Neohygrocybe griseonigra C.Q. Wang & T.H. Li, 2018

Wang, Chao-Qun, Zhang, Ming & Li, Tai-Hui, 2018, Neohygrocybe griseonigra (Hygrophoraceae, Agaricales), a new species from subtropical China, Phytotaxa 350 (1), pp. 64-70 : 66-67

publication ID

https://doi.org/ 10.11646/phytotaxa.350.1.7

persistent identifier

https://treatment.plazi.org/id/0F2B3D05-1153-FF92-FF64-FB74FC1DFEA7

treatment provided by

Felipe

scientific name

Neohygrocybe griseonigra C.Q. Wang & T.H. Li
status

sp. nov.

Neohygrocybe griseonigra C.Q. Wang & T.H. Li View in CoL sp. nov. Figs. 2–3 View FIGURE 2 View FIGURE3

Fungal Name: FN570542

Etymology:— griso- = gray, -nigra = black, referring to the gray to black pileus and stipe color.

Diagnosis:—differs from all known Neohygrocybe species by its brownish gray to grayish yellow pileus, radially fibrillose-squamulose dry pileus surface, whitish to grayish white lamellae changing to red and then black when bruised, grayish brown to blackish stipe, ellipsoid to globose spores (7–9 × 4.5–6.5 μm), and lanceolate pseudocystidia.

Type:— CHINA. Guangdong Province, Shaoguan City, Shixing County, Chebaling National Natural Reserve, at 24°43′ N, 114°13′ E, elev. 450 m, 21 June 2014, Ming Zhang (holotype, GDGM44492!).

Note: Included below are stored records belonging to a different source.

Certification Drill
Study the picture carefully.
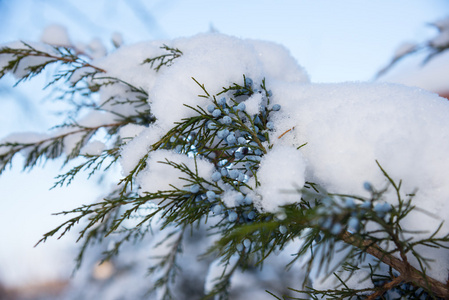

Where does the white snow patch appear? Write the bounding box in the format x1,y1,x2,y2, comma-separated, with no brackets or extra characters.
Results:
255,145,306,212
41,24,72,47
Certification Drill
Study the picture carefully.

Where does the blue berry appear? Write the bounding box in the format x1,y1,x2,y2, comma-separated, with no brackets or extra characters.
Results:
206,191,217,200
331,223,342,235
217,129,229,139
237,102,246,111
363,182,373,192
211,172,221,182
228,210,238,222
212,204,223,215
360,201,371,209
237,136,246,145
321,217,333,229
212,108,221,118
271,104,281,111
243,195,253,205
348,217,360,231
190,184,200,194
374,202,391,218
279,225,287,234
237,173,245,182
220,168,228,176
234,151,245,159
223,116,232,125
235,193,245,204
207,104,215,113
226,134,237,144
229,170,240,179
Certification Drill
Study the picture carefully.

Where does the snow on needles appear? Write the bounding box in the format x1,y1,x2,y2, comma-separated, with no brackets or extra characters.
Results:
120,34,449,280
254,145,305,212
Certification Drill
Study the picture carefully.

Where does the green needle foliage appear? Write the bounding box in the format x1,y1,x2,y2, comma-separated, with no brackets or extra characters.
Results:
0,37,449,299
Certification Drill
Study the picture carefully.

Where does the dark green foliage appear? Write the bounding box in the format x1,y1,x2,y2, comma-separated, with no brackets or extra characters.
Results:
0,43,449,299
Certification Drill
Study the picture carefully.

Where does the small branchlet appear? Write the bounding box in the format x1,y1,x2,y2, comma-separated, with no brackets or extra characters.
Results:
143,45,183,72
0,42,106,85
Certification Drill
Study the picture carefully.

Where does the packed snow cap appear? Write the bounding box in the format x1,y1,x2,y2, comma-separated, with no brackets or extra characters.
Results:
111,34,449,281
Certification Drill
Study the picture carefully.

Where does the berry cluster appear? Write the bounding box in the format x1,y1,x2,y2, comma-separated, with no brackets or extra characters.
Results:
317,183,392,235
167,77,281,227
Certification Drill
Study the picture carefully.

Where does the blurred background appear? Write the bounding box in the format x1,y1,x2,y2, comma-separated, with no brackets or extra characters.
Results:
0,0,449,299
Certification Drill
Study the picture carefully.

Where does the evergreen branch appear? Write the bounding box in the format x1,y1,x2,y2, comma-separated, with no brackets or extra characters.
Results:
0,122,128,174
0,42,106,84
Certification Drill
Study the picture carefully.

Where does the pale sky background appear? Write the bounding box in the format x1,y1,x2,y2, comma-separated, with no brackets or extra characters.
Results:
0,0,449,285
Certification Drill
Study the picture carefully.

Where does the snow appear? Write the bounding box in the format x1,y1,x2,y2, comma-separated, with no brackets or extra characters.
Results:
149,34,308,129
80,140,106,155
120,125,164,176
0,42,57,79
110,34,449,281
393,42,417,59
136,150,214,204
254,145,306,213
204,255,239,293
41,24,72,47
7,27,449,291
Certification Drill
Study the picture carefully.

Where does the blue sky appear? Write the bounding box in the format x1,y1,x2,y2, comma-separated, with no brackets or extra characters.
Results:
0,0,449,282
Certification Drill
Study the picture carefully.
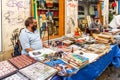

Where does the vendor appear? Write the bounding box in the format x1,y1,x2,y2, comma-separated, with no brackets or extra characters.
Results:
89,18,103,33
19,17,49,55
109,15,120,48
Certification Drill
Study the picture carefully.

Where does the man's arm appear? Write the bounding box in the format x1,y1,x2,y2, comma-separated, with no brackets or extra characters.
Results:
89,23,97,31
112,29,120,35
42,40,50,48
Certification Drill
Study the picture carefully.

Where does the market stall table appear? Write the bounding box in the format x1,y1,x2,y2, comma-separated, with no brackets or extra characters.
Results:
52,45,120,80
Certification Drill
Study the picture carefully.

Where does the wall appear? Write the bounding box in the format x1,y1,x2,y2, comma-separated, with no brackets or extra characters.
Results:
65,0,78,34
1,0,30,60
0,1,2,52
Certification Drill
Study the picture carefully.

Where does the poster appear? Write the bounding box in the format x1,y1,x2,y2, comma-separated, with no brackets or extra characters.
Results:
0,0,2,52
102,0,109,26
2,0,30,51
65,0,78,34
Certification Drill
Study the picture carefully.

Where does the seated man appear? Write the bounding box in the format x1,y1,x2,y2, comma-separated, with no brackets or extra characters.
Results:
19,17,48,55
89,19,103,33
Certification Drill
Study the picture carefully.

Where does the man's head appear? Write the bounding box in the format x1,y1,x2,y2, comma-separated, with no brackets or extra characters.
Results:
25,17,37,31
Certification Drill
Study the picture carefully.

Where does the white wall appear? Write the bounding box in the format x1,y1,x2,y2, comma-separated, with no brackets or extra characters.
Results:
2,0,30,51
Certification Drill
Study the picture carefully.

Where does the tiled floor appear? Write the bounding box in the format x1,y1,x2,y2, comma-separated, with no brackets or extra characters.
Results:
97,66,120,80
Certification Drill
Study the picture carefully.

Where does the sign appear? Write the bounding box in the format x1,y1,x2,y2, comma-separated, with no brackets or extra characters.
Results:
65,0,78,34
0,0,2,51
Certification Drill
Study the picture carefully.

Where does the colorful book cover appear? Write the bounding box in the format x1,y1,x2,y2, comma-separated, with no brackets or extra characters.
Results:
45,59,77,76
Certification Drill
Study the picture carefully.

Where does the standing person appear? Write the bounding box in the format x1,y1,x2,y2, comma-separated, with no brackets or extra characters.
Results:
89,19,103,33
109,15,120,48
19,17,49,55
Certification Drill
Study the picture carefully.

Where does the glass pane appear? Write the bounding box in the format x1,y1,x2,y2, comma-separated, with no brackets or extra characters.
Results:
37,0,59,37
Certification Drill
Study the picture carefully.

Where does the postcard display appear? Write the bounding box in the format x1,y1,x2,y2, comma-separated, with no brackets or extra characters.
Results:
19,62,57,80
0,61,17,79
9,55,36,69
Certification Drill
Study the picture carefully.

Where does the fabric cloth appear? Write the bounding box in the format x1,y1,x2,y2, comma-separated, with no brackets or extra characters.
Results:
51,45,120,80
19,28,43,54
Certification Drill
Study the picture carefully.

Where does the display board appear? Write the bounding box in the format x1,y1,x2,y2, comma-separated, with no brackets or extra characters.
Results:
65,0,78,34
0,0,2,52
2,0,30,51
103,0,109,25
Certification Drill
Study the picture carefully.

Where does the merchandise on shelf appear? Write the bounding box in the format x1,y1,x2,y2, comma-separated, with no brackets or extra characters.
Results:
62,53,89,69
87,44,110,54
9,55,36,69
0,61,17,79
19,62,57,80
29,48,56,61
45,59,78,76
3,72,29,80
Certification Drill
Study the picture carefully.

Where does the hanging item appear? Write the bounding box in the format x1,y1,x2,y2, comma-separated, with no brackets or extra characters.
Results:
46,0,53,8
112,1,117,9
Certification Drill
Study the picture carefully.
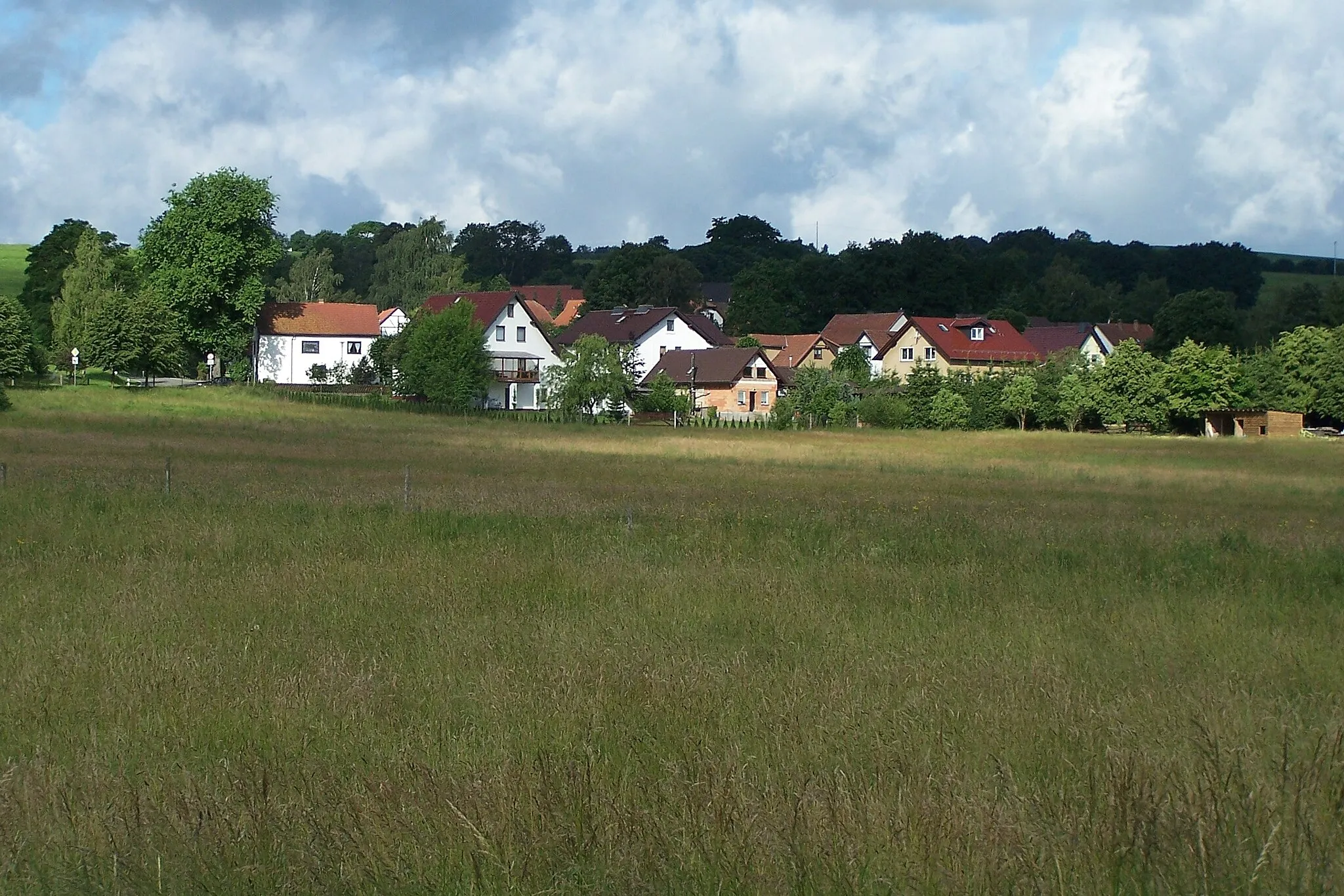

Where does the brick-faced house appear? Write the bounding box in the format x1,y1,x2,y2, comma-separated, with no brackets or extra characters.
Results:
644,348,780,419
423,290,560,411
876,317,1045,379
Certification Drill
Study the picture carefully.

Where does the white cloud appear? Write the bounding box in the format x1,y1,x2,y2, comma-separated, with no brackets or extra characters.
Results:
0,0,1344,250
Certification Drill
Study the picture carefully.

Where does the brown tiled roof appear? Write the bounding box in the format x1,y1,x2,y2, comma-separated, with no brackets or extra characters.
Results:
877,317,1044,361
1097,321,1153,345
821,312,904,349
644,348,778,386
558,306,732,345
1023,324,1091,355
257,302,382,337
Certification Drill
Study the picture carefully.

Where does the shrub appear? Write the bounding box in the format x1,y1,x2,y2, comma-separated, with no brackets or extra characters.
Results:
859,395,910,430
929,387,971,430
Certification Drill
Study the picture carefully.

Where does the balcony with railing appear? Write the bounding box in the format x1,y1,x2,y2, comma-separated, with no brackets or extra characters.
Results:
492,357,541,383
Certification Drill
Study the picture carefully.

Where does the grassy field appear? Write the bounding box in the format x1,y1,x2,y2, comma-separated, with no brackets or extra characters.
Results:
0,390,1344,893
0,243,28,297
1257,272,1336,302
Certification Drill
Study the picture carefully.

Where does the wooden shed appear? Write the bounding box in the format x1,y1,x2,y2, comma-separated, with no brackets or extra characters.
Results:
1204,411,1303,438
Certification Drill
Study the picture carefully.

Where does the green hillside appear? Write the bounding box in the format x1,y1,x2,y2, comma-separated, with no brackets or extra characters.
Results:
0,243,28,296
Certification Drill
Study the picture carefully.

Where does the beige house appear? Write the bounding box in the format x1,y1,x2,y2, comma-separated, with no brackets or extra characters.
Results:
751,333,836,368
644,348,780,420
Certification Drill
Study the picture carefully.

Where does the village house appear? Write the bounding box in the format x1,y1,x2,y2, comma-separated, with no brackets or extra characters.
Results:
644,348,780,420
876,317,1044,379
751,333,836,368
1023,323,1153,364
556,305,735,373
377,308,411,336
821,312,906,376
1204,411,1303,438
253,302,383,386
423,290,560,411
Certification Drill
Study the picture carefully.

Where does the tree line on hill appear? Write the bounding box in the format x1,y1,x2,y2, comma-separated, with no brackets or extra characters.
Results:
0,161,1344,411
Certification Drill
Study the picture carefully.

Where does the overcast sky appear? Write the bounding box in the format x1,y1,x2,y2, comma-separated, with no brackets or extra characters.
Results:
0,0,1344,255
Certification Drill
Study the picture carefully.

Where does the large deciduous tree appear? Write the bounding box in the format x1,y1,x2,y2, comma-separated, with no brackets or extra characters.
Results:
583,236,700,309
140,168,284,360
19,218,135,345
270,249,356,302
1164,338,1242,426
51,228,121,360
545,336,639,419
89,290,183,376
1148,289,1240,355
1091,340,1167,427
0,296,32,379
396,302,495,411
368,218,474,310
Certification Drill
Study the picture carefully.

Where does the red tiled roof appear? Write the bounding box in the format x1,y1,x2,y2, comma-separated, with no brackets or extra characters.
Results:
877,317,1044,361
257,302,382,337
1097,321,1153,345
644,348,778,386
1023,324,1091,355
821,312,904,349
558,306,734,345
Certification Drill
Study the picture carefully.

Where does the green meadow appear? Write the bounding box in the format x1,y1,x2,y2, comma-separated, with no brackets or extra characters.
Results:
0,243,28,297
0,388,1344,893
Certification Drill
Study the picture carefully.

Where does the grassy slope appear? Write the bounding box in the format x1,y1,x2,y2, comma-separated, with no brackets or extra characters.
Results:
0,390,1344,892
1257,272,1336,302
0,243,28,296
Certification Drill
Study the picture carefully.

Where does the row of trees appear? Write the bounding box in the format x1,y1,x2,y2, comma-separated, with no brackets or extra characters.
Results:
773,327,1344,432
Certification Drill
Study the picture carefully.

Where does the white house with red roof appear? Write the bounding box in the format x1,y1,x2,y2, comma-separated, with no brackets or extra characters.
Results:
423,290,560,411
875,317,1045,379
377,308,411,336
253,302,383,386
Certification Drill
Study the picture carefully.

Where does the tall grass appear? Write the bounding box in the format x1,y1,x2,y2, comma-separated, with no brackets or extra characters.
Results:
0,390,1344,893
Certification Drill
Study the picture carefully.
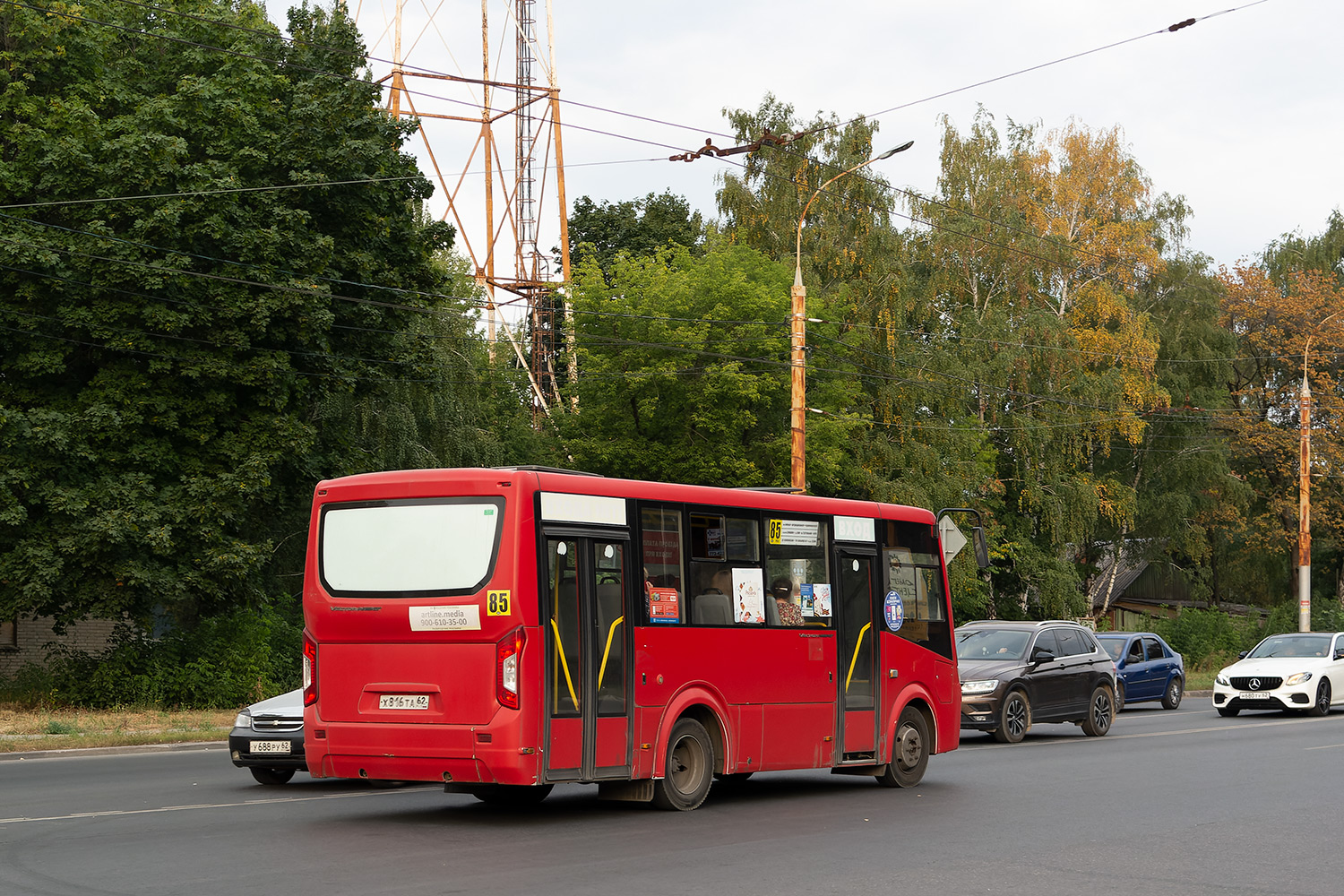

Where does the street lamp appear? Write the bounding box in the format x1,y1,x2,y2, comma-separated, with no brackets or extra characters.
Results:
1297,312,1344,632
789,140,916,492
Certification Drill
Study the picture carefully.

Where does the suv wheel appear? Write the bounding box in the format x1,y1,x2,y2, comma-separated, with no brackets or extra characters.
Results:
991,691,1031,745
1080,685,1116,737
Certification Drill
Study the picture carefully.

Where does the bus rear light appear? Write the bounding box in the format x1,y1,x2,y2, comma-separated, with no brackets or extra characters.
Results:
495,627,527,710
304,632,317,707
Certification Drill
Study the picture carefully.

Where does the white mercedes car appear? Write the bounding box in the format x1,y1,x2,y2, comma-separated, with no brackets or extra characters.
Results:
1214,632,1344,716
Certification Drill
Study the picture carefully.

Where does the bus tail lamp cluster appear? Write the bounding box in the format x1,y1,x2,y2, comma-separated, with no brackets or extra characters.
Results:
304,632,317,707
495,626,527,710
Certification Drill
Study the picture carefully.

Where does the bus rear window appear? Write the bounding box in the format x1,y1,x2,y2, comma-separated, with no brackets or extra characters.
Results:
319,497,504,598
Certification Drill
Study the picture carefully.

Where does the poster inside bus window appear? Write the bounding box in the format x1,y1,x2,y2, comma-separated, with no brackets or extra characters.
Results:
733,567,765,625
650,587,682,622
798,582,831,618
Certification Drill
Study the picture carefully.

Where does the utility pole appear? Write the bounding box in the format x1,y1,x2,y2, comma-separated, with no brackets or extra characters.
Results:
785,140,916,493
1297,367,1312,632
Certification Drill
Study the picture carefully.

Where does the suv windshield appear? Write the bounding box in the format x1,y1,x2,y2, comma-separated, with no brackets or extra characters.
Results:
957,629,1031,659
319,497,504,597
1246,634,1332,659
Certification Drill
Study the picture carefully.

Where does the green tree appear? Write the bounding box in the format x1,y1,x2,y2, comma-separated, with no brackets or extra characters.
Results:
0,0,470,624
903,110,1167,616
569,191,706,278
561,245,844,487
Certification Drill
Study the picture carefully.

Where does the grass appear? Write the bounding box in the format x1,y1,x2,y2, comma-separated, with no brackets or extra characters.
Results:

Description:— Basidiomata agaricoid and stipitate, small to medium sized. Pileus 30–35 mm broad, hemispherical to convex, with a central umbo about a quarter of pileus diameter but depressed and often perforated in the very center when mature, finely striate radially and rugulose, dry, fibrillose-squamulose, opaque, slightly transparent at margin, brownish gray to grayish brown (6E2–3), olive brown (4F3–8), grayish yellow (2B3–4), with a lighter colored to yellowish margin which is usually tending to rimose or lacerated when mature. Lamellae adnate, adnexed or sinuate, up to 7 mm wide, with 24–32 complete lamellae per pileus, ventricose, hygrophanous, waxy, fragile, whitish to grayish white (1A1, 1B1), darker at upper portion and paler at edge at first, discoloring to greyish red (7B3–4) and then to dark brown (6F8) when bruised, becoming more dingy color in age, with 1–4 lamellulae but only one larger lamellula between two complete lamellae; margin usually even and concolorous or lighter than the faces, but easily damaged becoming uneven and discolored. Stipe 30–50 × 3–6 mm, central to slightly eccentric, cylindrical to subcylindrical, curved, grayish brown (5F3–4), dark gray or blackish (5F1–2), hygrophanous, longitudinally striate. Taste and odor indistinct.

Basidiospores 7–9 × 4.5–6.5 μm, Q = 1–1.6, Qm = 1.3–1.4, ellipsoid to globose, smooth, hyaline, non-amyloid. Basidia 35–42 × 5–7.5 μm, 2 or 4-spored, mainly 4-spored, with sterigmata up to 11.5 μm long. Hymenophoral trama subregular, composed of cylindrical hyphae 22–116 × 4–13.5 μm. Pseudocystidia (probably protruding ends of trama cells) projecting 60–90 μm above the facial basidia, lanceolate, scattered. Pileipellis a cutis, in some places approaching a trichoderm, composed of repent, or clusters of sub-erect hyphae up to 15 μm wide with brown intracellular plasmatic pigment. Clamp connections abundant.

Habit, habitat and distribution:—solitary or scattered on soil on the roadside slope of a broad-leaved forest with mosses in subtropical China, so far only known from the type location.